技術情報はノウハウ(営業秘密)として不正競争防止法によって保護されます。
不正競争防止法によれば,技術情報を盗んだ者等に対して,その情報の使用を停止させ,損害賠償請求などができるとされています。

しかし,不正競争防止法による保護を受けるためには,技術情報について,一定レベル以上の守秘管理をしていることが条件となります。 下図に示すように,最初のステップは保護の対となる技術情報が客観的に特定されていることです。



これは通常,一定の社内基準に基づいて,”○○社機密“ ”○○confidential” などと表示されていることを意味します。
このような表示が付されることにより特定された情報について,全従業員がアクセスできるような状況ではないこと(アクセス権限者の設定)が次の条件です。

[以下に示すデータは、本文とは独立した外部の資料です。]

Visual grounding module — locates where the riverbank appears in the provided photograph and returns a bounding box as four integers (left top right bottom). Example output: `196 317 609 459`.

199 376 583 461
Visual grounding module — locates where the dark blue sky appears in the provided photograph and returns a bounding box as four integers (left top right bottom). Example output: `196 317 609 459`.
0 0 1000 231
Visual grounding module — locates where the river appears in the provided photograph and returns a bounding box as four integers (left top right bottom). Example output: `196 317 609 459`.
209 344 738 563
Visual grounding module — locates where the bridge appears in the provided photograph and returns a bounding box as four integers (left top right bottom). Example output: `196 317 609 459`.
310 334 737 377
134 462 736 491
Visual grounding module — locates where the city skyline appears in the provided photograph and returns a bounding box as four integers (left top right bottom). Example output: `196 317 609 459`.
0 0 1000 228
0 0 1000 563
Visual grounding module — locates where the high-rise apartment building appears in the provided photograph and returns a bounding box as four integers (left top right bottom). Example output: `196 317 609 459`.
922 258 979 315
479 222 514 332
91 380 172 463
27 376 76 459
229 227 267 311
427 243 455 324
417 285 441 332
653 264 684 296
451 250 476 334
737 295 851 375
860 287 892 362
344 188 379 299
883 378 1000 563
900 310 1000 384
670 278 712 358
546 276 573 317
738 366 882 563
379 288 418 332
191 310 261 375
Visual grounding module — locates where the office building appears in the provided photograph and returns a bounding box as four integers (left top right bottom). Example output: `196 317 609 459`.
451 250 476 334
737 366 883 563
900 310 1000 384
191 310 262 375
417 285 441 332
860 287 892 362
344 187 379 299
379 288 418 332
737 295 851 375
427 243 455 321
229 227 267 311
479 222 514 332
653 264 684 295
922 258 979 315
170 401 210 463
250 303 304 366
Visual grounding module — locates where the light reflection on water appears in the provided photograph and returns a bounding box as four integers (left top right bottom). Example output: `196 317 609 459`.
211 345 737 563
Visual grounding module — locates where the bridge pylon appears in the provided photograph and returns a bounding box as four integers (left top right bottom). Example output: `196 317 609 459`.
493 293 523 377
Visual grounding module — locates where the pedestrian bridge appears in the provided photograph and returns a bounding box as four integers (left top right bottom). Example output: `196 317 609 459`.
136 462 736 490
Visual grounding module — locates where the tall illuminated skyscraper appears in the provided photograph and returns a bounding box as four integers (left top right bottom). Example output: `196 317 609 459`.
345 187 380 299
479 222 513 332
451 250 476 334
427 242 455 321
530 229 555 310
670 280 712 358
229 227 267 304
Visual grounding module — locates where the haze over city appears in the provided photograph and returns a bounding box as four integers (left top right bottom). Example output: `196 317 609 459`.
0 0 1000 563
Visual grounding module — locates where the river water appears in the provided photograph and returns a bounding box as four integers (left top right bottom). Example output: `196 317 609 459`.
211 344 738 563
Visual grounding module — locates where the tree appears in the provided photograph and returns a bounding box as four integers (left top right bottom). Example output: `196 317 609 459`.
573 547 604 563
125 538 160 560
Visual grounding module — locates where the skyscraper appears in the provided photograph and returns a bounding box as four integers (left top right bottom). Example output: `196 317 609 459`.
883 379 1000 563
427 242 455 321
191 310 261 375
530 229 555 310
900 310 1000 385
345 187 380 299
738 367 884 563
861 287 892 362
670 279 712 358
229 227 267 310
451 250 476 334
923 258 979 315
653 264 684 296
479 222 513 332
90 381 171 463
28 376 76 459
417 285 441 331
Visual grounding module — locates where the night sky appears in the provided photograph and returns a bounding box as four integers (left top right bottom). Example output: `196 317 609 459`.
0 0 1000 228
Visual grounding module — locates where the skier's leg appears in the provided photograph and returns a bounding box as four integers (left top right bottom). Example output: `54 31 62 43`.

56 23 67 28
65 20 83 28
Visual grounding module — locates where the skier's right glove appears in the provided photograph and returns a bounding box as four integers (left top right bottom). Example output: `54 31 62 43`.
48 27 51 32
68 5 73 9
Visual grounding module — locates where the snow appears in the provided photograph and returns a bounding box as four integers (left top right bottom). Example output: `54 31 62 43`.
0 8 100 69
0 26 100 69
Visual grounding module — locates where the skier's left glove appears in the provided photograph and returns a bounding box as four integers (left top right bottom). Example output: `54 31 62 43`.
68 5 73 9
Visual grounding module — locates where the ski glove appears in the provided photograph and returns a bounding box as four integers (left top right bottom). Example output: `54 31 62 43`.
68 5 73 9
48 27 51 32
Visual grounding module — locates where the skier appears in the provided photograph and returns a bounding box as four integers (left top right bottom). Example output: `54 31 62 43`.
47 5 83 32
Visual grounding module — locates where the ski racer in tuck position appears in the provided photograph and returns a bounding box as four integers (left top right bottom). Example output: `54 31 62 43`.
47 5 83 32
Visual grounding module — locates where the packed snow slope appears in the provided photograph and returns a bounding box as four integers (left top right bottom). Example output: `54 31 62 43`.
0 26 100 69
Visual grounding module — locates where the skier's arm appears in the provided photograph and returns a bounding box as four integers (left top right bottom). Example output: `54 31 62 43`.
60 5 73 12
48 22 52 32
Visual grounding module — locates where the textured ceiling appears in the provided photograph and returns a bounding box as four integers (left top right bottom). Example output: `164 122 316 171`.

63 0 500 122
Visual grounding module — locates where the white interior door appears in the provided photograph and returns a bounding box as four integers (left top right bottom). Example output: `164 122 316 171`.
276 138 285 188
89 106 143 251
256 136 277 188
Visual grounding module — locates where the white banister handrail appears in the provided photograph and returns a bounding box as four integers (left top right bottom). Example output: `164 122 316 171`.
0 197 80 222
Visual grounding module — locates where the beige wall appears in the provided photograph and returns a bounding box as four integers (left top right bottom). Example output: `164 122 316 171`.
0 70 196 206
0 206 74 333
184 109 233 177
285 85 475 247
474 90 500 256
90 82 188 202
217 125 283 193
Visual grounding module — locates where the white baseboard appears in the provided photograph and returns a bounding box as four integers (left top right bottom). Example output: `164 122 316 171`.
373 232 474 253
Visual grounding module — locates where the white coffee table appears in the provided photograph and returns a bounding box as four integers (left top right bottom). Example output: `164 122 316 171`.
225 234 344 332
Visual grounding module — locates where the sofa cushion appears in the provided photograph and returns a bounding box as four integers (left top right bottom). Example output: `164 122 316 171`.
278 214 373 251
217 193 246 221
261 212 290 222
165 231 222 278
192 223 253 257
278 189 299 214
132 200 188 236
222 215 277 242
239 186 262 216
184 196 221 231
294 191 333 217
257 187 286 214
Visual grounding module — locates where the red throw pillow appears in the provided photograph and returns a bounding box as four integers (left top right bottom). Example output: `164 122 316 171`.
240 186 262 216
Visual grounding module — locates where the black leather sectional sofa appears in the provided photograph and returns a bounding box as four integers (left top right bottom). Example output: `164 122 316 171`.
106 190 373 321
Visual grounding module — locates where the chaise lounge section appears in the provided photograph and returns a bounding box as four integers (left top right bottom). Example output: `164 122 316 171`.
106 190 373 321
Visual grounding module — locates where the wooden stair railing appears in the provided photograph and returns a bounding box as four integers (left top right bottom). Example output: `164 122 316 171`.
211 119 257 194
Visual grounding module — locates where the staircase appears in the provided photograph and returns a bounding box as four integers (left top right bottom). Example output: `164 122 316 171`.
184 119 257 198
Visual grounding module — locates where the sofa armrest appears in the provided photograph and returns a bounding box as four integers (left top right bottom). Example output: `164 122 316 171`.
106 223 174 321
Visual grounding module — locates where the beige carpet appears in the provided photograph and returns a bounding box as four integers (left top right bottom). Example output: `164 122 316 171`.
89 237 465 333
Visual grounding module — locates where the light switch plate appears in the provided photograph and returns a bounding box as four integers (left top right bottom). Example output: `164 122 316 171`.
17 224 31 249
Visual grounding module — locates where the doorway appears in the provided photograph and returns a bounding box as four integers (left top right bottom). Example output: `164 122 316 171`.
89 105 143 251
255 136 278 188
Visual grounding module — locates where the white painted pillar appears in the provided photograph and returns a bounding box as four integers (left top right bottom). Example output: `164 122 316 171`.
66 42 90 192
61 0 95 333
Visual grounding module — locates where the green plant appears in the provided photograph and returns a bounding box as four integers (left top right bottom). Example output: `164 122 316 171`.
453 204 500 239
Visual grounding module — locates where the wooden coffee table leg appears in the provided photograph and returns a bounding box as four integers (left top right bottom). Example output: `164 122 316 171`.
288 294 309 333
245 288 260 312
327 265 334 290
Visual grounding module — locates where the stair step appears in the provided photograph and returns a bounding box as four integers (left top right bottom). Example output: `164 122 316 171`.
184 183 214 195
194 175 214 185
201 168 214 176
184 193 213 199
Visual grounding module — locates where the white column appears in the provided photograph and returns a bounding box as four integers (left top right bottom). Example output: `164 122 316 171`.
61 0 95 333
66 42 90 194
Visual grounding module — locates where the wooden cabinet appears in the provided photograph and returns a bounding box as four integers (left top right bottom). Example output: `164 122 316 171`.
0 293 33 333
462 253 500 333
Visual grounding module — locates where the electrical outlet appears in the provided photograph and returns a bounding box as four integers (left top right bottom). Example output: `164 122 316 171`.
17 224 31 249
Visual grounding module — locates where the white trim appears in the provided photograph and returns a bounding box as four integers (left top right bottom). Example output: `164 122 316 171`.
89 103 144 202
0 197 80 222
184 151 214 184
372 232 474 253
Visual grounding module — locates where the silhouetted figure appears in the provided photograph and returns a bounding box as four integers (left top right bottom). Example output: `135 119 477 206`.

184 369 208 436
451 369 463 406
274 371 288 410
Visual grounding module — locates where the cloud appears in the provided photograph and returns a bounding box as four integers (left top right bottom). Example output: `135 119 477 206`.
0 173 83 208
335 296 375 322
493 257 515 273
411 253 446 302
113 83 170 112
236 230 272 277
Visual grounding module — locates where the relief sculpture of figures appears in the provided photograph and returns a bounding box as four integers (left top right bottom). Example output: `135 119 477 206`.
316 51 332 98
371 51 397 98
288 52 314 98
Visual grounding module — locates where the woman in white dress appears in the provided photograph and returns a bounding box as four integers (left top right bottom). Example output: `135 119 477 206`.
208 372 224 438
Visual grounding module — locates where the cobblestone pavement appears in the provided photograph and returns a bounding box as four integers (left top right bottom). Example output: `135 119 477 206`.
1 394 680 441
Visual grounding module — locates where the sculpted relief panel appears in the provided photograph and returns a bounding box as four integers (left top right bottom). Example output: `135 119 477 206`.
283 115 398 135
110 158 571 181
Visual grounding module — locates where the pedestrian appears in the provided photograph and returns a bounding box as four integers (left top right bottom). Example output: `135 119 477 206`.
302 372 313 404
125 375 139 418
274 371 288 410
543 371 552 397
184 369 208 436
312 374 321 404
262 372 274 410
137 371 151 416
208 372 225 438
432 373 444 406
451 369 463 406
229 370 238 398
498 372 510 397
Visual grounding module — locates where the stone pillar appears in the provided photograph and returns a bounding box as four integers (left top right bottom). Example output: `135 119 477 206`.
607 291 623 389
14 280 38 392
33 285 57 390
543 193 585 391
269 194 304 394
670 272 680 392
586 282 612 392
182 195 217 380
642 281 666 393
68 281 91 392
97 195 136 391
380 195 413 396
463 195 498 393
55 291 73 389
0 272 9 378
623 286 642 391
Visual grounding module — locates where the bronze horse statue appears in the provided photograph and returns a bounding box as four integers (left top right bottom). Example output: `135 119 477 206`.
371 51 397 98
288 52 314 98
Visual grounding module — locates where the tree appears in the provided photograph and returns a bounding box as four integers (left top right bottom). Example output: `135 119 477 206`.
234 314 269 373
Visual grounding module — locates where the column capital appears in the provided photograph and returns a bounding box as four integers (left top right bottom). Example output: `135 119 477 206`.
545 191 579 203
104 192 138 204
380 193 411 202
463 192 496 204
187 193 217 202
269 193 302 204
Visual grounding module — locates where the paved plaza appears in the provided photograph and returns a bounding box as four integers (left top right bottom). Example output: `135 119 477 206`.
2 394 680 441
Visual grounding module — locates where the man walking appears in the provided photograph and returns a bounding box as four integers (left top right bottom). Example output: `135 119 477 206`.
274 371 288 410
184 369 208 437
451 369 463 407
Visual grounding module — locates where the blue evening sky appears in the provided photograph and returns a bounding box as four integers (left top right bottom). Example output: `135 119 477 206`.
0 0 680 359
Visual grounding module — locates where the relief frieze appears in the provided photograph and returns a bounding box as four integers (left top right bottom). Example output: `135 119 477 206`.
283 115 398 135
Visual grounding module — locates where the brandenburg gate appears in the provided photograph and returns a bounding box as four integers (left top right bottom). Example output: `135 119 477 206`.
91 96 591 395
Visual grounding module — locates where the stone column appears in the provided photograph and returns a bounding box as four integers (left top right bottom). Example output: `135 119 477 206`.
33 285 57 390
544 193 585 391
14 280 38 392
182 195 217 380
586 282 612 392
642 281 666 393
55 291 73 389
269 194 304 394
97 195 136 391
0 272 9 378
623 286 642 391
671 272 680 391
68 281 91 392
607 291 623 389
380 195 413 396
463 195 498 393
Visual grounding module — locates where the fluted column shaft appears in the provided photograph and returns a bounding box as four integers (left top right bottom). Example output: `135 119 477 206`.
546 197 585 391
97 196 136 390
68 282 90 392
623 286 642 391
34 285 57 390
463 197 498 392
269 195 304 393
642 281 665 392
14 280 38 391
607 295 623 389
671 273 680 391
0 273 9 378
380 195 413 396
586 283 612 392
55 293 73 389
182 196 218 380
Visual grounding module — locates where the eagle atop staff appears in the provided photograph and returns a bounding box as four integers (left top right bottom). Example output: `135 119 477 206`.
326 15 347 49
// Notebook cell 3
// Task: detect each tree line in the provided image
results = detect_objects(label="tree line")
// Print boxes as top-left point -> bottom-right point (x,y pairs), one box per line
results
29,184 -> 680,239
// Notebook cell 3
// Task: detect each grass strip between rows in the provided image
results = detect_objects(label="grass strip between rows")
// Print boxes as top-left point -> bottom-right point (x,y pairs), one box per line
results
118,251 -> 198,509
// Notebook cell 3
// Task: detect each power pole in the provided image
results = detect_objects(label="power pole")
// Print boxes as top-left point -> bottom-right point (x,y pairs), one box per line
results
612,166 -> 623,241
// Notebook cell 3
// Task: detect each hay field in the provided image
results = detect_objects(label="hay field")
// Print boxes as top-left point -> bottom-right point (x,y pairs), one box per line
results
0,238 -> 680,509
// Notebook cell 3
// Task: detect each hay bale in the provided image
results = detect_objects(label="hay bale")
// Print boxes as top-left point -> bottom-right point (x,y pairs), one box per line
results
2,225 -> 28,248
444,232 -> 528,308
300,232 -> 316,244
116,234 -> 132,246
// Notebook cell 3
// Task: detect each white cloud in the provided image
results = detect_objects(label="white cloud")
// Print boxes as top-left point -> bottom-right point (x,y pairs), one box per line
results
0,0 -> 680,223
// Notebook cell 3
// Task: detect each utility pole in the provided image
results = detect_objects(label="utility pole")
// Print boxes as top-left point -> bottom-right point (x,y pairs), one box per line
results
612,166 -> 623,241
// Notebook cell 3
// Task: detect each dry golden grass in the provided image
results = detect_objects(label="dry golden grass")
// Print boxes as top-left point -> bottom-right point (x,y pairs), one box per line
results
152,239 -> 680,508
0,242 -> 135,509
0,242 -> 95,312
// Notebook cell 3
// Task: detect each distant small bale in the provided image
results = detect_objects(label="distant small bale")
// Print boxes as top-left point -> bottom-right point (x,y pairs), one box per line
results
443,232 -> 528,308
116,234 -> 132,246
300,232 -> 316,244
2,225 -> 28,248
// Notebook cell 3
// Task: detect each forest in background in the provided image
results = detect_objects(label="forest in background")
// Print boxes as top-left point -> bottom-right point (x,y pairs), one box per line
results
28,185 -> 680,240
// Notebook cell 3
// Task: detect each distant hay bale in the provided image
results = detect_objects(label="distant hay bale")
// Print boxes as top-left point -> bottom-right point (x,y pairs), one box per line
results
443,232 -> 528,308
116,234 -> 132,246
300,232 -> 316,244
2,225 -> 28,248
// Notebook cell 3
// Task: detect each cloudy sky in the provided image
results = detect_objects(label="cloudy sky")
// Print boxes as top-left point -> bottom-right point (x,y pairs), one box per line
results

例えば,ある技術情報については,経営陣とその開発チームのメンバーのみがアクセスできるような状態がこれにあたります。
このためには,その技術情報が(i)電子情報の場合には,一定のサーバ領域に格納され,ID/パスワードが設定されていること,(ii)紙やサンプル等の有形媒体の場合には,施錠された区画に保管され,かつ,錠の保管管理もなされていることが条件となります。 

また,企業規模に応じては,秘密管理ポリシーの設定や従業員との守秘義務契約,日々の啓蒙教育,情報管理のための組織,責任者の存在などが問われることがあります。

全ての技術情報について上記のとおり管理することは極めて手間がかかるので現実的ではないかもしれません。しかし,非常に重要なものについては,上記のような管理を励行されることをお勧めします。